Por otra parte, el estudio de los hermanos Recalde con respecto a la universidad del período 46-55 revela aspectos poco conocidos o premeditadamente olvidados por los formadores de opinión. Es rico en información y sugerencias. Asimismo, resulta valioso cuando analiza críticamente a la Universidad pretendidamente científica de los sesenta, desnudando el mito de la Universidad neutra y asentando el principio fundamental de que no puede difundir verdad una Universidad inmersa en un país sometido. Dejan ellos en claro que es falso el planteo de “la isla democrática” donde se preservarían los valores que no existen en el resto de la patria vasalla, así como también insisten en la necesidad de llegar a la verdad con una confrontación implacable con el discurso de la clase dominante, que reasegura ese vasallaje.
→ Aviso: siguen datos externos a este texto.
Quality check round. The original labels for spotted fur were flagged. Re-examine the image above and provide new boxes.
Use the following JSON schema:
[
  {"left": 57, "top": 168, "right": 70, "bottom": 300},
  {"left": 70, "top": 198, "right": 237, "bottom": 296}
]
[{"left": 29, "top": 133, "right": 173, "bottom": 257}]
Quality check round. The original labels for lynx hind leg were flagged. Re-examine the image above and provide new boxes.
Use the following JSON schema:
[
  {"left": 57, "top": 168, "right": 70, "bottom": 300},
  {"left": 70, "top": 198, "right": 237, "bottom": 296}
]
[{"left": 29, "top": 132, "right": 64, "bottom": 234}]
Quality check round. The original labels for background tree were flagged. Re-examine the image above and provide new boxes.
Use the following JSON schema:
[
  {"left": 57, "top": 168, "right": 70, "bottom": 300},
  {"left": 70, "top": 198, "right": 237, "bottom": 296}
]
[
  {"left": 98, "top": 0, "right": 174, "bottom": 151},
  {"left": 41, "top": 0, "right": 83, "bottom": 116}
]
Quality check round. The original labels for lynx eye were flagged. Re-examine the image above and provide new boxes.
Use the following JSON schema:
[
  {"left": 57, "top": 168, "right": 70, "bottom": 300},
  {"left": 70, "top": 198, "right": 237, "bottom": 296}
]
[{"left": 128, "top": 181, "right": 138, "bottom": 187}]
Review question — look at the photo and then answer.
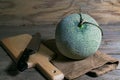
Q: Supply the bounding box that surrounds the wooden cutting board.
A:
[1,34,64,80]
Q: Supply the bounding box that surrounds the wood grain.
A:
[0,0,120,80]
[0,0,120,26]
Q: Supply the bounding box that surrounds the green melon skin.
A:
[55,13,102,59]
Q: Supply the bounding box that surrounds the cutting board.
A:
[1,34,64,80]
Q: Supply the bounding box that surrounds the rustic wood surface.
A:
[0,0,120,80]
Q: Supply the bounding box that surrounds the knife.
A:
[17,33,41,72]
[1,34,64,80]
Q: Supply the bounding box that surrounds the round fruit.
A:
[55,13,102,59]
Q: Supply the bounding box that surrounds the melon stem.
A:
[78,13,84,28]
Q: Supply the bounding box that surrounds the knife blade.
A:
[17,33,41,72]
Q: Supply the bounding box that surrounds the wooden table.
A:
[0,0,120,80]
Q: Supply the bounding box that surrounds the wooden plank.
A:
[0,0,120,26]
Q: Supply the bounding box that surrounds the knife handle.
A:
[37,60,64,80]
[17,48,34,72]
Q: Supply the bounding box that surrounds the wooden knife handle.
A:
[37,60,64,80]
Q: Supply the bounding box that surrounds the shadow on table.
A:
[5,62,20,76]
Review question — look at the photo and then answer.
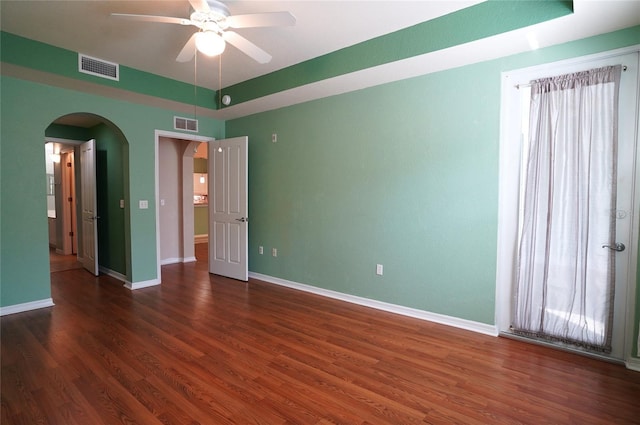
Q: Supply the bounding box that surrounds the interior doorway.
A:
[496,48,640,361]
[43,113,130,282]
[156,131,215,282]
[45,138,82,272]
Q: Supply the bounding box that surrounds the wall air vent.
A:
[173,117,198,132]
[78,53,120,81]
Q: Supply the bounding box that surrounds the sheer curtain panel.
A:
[512,66,621,352]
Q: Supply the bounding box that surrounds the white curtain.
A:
[512,66,620,352]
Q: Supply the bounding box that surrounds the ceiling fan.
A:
[111,0,296,63]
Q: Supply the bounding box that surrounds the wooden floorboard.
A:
[0,245,640,425]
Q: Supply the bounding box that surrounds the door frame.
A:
[495,45,640,369]
[44,137,82,257]
[154,130,216,289]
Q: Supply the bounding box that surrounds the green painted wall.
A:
[0,76,224,306]
[226,27,640,324]
[0,31,217,109]
[222,0,573,107]
[91,124,128,276]
[193,206,209,235]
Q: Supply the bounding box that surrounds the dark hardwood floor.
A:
[0,245,640,425]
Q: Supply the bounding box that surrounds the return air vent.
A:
[173,117,198,132]
[78,54,120,81]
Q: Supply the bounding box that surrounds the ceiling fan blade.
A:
[222,31,271,63]
[176,32,198,62]
[226,12,296,28]
[189,0,211,12]
[111,13,191,25]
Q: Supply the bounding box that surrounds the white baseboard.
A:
[99,266,127,282]
[124,279,160,291]
[249,272,498,336]
[0,298,54,316]
[624,357,640,372]
[160,257,184,266]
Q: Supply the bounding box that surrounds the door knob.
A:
[602,242,627,252]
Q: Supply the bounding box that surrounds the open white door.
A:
[80,139,98,276]
[209,136,249,282]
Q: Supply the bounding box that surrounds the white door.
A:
[208,136,249,282]
[497,53,640,359]
[80,139,98,276]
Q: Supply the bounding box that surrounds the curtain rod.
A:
[513,65,627,90]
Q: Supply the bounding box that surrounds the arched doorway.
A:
[45,113,130,281]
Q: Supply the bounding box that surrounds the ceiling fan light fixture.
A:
[196,31,226,56]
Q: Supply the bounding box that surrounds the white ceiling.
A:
[1,0,479,89]
[0,0,640,119]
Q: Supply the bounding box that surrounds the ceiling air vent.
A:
[173,117,198,132]
[78,54,120,81]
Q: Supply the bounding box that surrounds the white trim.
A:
[98,266,127,282]
[160,257,198,266]
[624,357,640,372]
[249,272,498,336]
[154,130,215,289]
[0,298,55,316]
[124,279,160,291]
[160,257,184,266]
[495,44,640,360]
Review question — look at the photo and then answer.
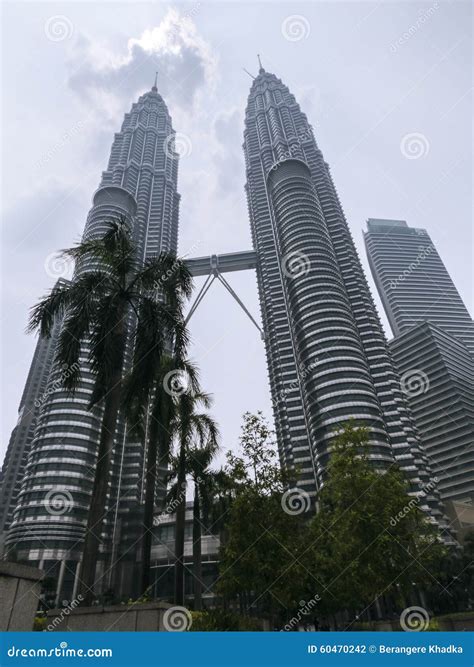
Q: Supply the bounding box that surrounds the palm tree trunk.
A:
[80,368,122,606]
[193,481,202,611]
[174,442,186,605]
[141,422,158,595]
[141,398,170,594]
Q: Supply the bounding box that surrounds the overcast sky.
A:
[0,0,473,460]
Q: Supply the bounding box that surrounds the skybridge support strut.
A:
[185,250,265,339]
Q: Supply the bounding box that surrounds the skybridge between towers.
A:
[185,250,265,339]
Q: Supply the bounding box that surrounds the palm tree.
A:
[28,218,192,604]
[168,443,222,611]
[126,354,199,595]
[174,390,219,605]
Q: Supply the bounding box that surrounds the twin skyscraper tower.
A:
[0,61,443,600]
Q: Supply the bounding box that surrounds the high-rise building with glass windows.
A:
[0,306,62,557]
[364,218,474,354]
[364,218,474,502]
[6,83,180,599]
[244,67,446,516]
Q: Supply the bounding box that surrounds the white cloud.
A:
[69,5,217,122]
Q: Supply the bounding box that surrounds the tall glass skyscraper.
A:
[364,218,474,502]
[0,304,62,557]
[7,85,180,596]
[244,68,446,516]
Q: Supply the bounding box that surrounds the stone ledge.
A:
[0,560,44,581]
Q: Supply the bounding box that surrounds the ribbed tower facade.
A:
[7,85,179,597]
[244,68,446,515]
[364,218,474,355]
[364,218,474,502]
[0,310,59,557]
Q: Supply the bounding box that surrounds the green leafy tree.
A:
[217,413,304,624]
[174,389,219,605]
[301,423,444,614]
[29,219,192,604]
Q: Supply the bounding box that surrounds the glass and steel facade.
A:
[244,68,446,528]
[6,86,180,594]
[364,218,474,502]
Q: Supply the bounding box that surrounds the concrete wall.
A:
[46,602,171,632]
[0,561,44,632]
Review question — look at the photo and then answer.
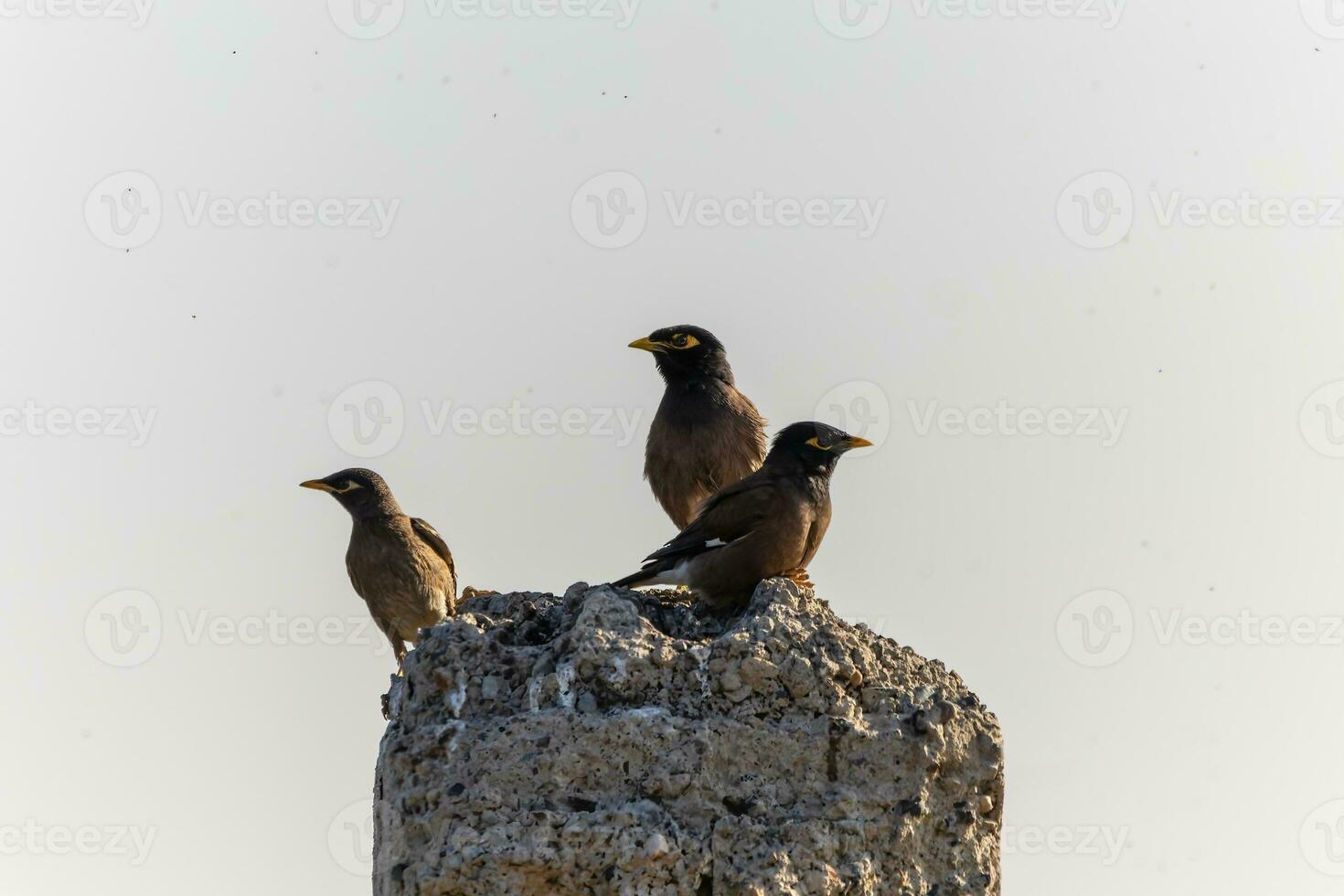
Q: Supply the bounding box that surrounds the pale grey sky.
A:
[0,0,1344,896]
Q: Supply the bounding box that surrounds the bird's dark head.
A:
[764,421,872,475]
[298,467,402,520]
[630,324,732,383]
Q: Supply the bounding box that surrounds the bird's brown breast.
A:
[644,380,764,529]
[346,516,457,641]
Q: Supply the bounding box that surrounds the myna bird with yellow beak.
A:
[613,423,872,610]
[630,324,766,529]
[300,469,457,672]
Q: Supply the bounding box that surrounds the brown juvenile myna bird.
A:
[300,469,457,670]
[630,324,766,529]
[613,423,872,609]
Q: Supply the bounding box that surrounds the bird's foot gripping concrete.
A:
[374,579,1004,896]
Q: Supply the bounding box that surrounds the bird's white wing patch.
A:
[704,532,752,550]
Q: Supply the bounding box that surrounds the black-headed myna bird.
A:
[613,423,872,609]
[300,469,457,669]
[630,324,766,529]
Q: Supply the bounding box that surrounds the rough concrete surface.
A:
[374,579,1004,896]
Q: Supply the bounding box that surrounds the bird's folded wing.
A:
[645,477,778,563]
[411,516,457,583]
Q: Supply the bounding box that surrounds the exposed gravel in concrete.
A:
[374,579,1004,896]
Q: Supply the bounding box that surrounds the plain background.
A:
[0,0,1344,896]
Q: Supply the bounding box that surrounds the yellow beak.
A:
[630,338,667,352]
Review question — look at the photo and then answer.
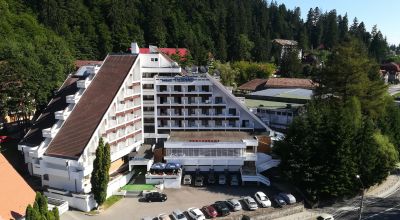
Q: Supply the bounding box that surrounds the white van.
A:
[183,174,192,185]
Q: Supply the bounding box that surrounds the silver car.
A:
[226,198,242,212]
[172,209,187,220]
[243,196,258,211]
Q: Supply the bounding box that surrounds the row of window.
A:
[166,148,245,157]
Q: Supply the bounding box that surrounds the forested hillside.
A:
[24,0,388,64]
[0,0,73,117]
[0,0,394,118]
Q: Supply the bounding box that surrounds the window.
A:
[174,86,182,92]
[160,85,167,92]
[201,86,210,92]
[143,84,154,89]
[229,108,236,115]
[143,95,154,101]
[188,86,196,92]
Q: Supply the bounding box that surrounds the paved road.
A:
[61,186,277,220]
[335,191,400,220]
[388,85,400,95]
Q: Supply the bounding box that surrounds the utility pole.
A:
[356,174,364,220]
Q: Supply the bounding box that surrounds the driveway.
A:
[61,185,277,220]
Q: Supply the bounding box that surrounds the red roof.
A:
[238,79,268,91]
[0,153,36,219]
[266,78,317,89]
[139,48,188,57]
[74,60,103,68]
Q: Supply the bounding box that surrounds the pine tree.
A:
[90,138,105,206]
[90,138,111,206]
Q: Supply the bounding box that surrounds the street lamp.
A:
[356,174,364,220]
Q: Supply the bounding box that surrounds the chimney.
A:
[131,42,139,54]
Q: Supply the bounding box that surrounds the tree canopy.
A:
[274,40,400,201]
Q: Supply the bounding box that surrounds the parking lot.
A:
[61,185,296,220]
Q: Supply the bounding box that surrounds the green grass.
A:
[101,195,122,209]
[121,184,155,191]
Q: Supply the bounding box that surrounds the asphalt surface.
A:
[335,191,400,220]
[61,185,279,220]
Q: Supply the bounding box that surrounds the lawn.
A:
[393,92,400,98]
[121,184,155,191]
[102,195,122,209]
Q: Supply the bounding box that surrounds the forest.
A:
[22,0,389,64]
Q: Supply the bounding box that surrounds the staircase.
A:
[256,153,281,173]
[257,160,281,173]
[242,173,271,186]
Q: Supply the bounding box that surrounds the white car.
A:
[226,199,242,212]
[157,213,171,220]
[278,193,296,204]
[172,209,187,220]
[218,174,226,185]
[254,192,271,208]
[317,214,334,220]
[243,196,258,211]
[183,174,192,185]
[188,208,206,220]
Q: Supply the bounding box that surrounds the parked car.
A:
[188,208,206,220]
[213,201,230,216]
[317,214,334,220]
[183,174,192,185]
[172,209,187,220]
[274,195,286,207]
[144,192,167,202]
[279,193,296,204]
[226,198,242,212]
[157,213,171,220]
[218,174,226,185]
[243,196,258,211]
[254,192,271,208]
[0,136,12,144]
[207,173,215,184]
[201,205,218,218]
[231,175,239,186]
[194,175,204,186]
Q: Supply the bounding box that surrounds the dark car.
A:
[0,136,12,144]
[213,201,230,216]
[144,192,167,202]
[274,195,286,208]
[207,173,215,184]
[194,175,204,186]
[201,205,218,218]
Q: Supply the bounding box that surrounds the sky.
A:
[274,0,400,45]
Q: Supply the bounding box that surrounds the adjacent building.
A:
[18,43,273,211]
[0,153,35,219]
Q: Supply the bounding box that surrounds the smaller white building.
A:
[164,131,258,172]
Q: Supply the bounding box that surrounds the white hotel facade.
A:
[18,44,273,211]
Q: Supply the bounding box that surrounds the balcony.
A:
[42,128,59,138]
[54,105,73,121]
[76,79,90,89]
[87,66,100,74]
[66,93,82,104]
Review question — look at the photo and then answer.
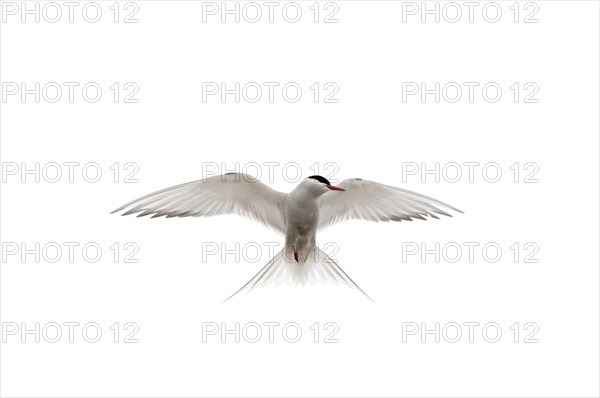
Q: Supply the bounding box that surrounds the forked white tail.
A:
[223,247,372,303]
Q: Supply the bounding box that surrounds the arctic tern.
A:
[112,173,462,300]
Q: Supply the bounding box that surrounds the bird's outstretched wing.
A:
[319,178,462,228]
[113,173,287,232]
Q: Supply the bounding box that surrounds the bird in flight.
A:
[112,173,462,301]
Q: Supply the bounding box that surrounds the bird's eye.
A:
[308,176,331,185]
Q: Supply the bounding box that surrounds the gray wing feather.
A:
[112,173,287,232]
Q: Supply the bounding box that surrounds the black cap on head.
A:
[308,176,331,185]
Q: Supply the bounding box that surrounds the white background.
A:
[0,1,600,397]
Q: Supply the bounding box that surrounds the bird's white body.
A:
[113,173,460,295]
También enriquecen el trabajo varias reflexiones tomadas de John William Cooke, que, a mi juicio, no merecieron, hasta ahora, la debida atención por parte de las agrupaciones universitarias peronistas. Muy interesante resulta, además, el estudio de las Cátedras Nacionales –donde recupera para la memoria la importancia de Justino O’Farrell y Gonzalo Cárdenas- como así la indagación sobre la revista “Antropología del Tercer Mundo” y la revista “Envido”, así como la lucha entablada para que se enseñara marxismo y se analizase el peronismo en los claustros. En todos estos casos se trata de caminos poco transitados por los ensayos publicados sobre esa época y su recupero resulta valiosísimo para comprender en profundidad lo que fue la JUP y en especial, las organizaciones armadas del campo nacional. En este aspecto, destaco la riqueza de los testimonios que reproducen, en especial los de Alcira Argumedo, Horacio González y Mario Kestelboim. Alcira señala certeramente, cómo en esa época “se empezaron a legitimar esas ideas provenientes del campo popular que eran vistas como en los suburbios del pensamiento: Arturo Jauretche, Raúl Scalabrini Ortiz y Perón”.
El ensayo aporta tanto información como interpretaciones sobre cuestiones claves de ese momento histórico singular como la discusión sobre el foquismo, la relación entre marxismo y peronismo, así como también la influencia ejercida desde el campo de los trabajadores por la CGT de los Argentinos. Sobre estos temas brindan materiales no demasiado conocidos que permite recrear la atmósfera de las polémicas y entender el fenómeno tan particular de esa juventud que pasó al campo nacional de manera tumultuosa, dispuesta a asaltar al cielo.
Finalmente, cabe destacar la recreación de los marcos históricos en que se desarrollan los diversos modelos de Universidad. En esa contraposición, y para aquellos que sólo ven los defectos en la épocas de avance popular, resulta oportuno recordarles no sólo que profesores y estudiantes universitarios embistieron contra Yrigoyen en 1930 y contra Perón en 1945, sino otros pecados no tan divulgados, como cuando el Consejo Superior Universitario se expidió favorablemente sobre el Tratado Roca Runciman, en plena Década Infame o cuando –y esto va por mi cuenta- la FUBA se ofreció en el 56 para manejar ‘democráticamente’ los tranvías ante la huelga de la U.T.A. Quizás algunos nos puedan tildar de tendenciosos por estas opiniones. En ese caso, estimo que no hay que preocuparse sino por el contrario, asumirse como tal. No hay historia sin política. Sólo que nosotros nos reconocemos integrando uno de los bandos en lucha, mientras que ellos pretenden que son neutros y pasan la mercadería de contrabando. O en otras palabras, la vieja enseñanza de Claude Lanzmann: “Cuando alguien dice que izquierdas y derechas no existen, es porque es de derecha”.
Saludemos, pues, la aparición de este ensayo que viene a cubrir un vacío en el pensamiento nacional y entendámoslo como la confirmación de que las mayorías populares en la Argentina están de nuevo avanzando, dispuestas a protagonizar en este momento clave de la historia latinoamericana, donde todo indica que están cada vez más cercanas las metas por las cuales bregaron nuestros libertadores.